Wie es aussah, gab es diese Chance allerdings für Andrej selbst nicht mehr. Ják Demagyar und Graf Bathory verteidigten sich Rücken an Rücken und mit erstaunlichem Erfolg, aber außer ihnen standen nur noch ein einziger Soldat und Andrej selbst auf den Füßen. Die Zahl ihrer Gegner mußte indessen mindestens ein Dutzend betragen. Andrej verstand nicht, weshalb dieser Kampf nicht schon längst vorüber war.

Als hätte dieser Gedanke dem Schicksal ein Stichwort gegeben, fiel in eben dieser Sekunde der letzte von Demagyars Männern, von gleich zwei Schwertern durchbohrt; praktisch im selben Augenblick wurde auch der Herzog getroffen. Funken stoben aus seiner Schulter, als eine Klinge gegen das Kettenhemd prallte. Demagyar schrie auf, ließ sein Schwert fallen und ging in die Knie, wodurch plötzlich Graf Bathorys Rücken ungeschützt war. Nur einen halben Herzschlag darauf prallte ein Schwert mit der flachen Seite gegen dessen Hinterkopf. Graf Bathory stöhnte auf, ließ seine Waffe fallen und kippte stocksteif nach vorne.

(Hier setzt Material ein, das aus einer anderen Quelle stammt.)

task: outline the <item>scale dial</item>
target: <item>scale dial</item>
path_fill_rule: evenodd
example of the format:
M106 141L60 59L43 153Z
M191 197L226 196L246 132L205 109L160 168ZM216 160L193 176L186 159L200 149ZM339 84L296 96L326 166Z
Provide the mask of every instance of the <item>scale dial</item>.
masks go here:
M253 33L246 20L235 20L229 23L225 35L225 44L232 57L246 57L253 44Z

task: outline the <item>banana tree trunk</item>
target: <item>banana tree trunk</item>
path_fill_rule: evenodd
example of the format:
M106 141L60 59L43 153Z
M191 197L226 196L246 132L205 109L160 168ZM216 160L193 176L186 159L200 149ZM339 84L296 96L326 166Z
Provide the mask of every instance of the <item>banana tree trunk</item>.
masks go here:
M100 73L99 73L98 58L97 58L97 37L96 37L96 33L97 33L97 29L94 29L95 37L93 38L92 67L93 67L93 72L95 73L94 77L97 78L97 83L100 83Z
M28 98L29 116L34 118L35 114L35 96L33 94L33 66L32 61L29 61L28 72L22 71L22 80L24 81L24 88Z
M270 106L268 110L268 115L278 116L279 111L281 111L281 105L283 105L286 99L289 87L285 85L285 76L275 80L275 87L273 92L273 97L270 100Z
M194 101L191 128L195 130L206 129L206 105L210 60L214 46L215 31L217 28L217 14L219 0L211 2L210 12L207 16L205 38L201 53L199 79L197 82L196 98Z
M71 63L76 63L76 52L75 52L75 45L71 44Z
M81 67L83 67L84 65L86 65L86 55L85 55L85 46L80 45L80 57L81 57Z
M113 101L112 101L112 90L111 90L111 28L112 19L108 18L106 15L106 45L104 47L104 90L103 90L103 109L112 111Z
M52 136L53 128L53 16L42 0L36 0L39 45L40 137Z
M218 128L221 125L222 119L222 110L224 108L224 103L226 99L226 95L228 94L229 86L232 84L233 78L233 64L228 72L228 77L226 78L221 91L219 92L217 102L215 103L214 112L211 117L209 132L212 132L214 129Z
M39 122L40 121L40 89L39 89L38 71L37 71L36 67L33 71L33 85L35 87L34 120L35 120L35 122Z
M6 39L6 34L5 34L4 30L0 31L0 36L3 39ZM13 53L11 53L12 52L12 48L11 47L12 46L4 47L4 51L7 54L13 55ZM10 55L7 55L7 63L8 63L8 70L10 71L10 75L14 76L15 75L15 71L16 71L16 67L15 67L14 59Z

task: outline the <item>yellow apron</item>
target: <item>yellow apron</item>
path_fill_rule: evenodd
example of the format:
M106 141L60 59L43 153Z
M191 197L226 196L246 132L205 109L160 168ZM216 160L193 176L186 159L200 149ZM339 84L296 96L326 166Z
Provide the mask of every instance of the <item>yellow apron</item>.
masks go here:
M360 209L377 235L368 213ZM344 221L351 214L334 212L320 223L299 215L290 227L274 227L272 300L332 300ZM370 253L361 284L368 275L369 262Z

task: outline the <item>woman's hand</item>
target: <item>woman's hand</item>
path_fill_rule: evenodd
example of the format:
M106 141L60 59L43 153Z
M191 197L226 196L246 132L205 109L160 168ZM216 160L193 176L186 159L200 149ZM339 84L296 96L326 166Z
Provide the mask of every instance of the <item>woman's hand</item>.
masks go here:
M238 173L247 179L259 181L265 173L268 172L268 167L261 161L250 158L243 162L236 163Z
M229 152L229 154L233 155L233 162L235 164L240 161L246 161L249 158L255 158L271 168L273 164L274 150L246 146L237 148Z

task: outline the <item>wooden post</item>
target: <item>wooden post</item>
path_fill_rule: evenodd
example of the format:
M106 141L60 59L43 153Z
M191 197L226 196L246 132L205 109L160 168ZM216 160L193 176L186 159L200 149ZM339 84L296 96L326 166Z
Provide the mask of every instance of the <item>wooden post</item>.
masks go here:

Andrej sah verwirrt nach beiden Seiten. Links von ihm standen drei der maskierten Angreifer, auf der anderen Seite vier, und dabei hatte er nicht einmal diejenigen mitgezählt, die Demagyar und Graf Bathory ausgeschaltet hatten. Diese Männer verstanden mit ihren Waffen umzugehen, während er selbst gefesselt war. Er hatte keine Chance. Selbst wenn er sein Sarazenenschwert zur Hand gehabt hätte, wäre er kaum in der Lage gewesen, sich einer solchen Übermacht zu erwehren.

Trotzdem hob er die gefesselten Hände und suchte mit leicht gespreizten Beinen nach festem Stand. Er atmete tief ein, versuchte sich zu entspannen und lockerte gleichzeitig seine Muskeln auf jene schnelle, äußerlich kaum bemerkbare Art, die Michail Nadasdy ihn gelehrt hatte. Fast augenblicklich spürte er, wie sich seine gewohnte Gelassenheit und innere Stärke wieder einstellten. Er war zuversichtlich, mindestens zwei oder drei der Angreifer ausschalten zu können, bevor sie ihn überwältigten.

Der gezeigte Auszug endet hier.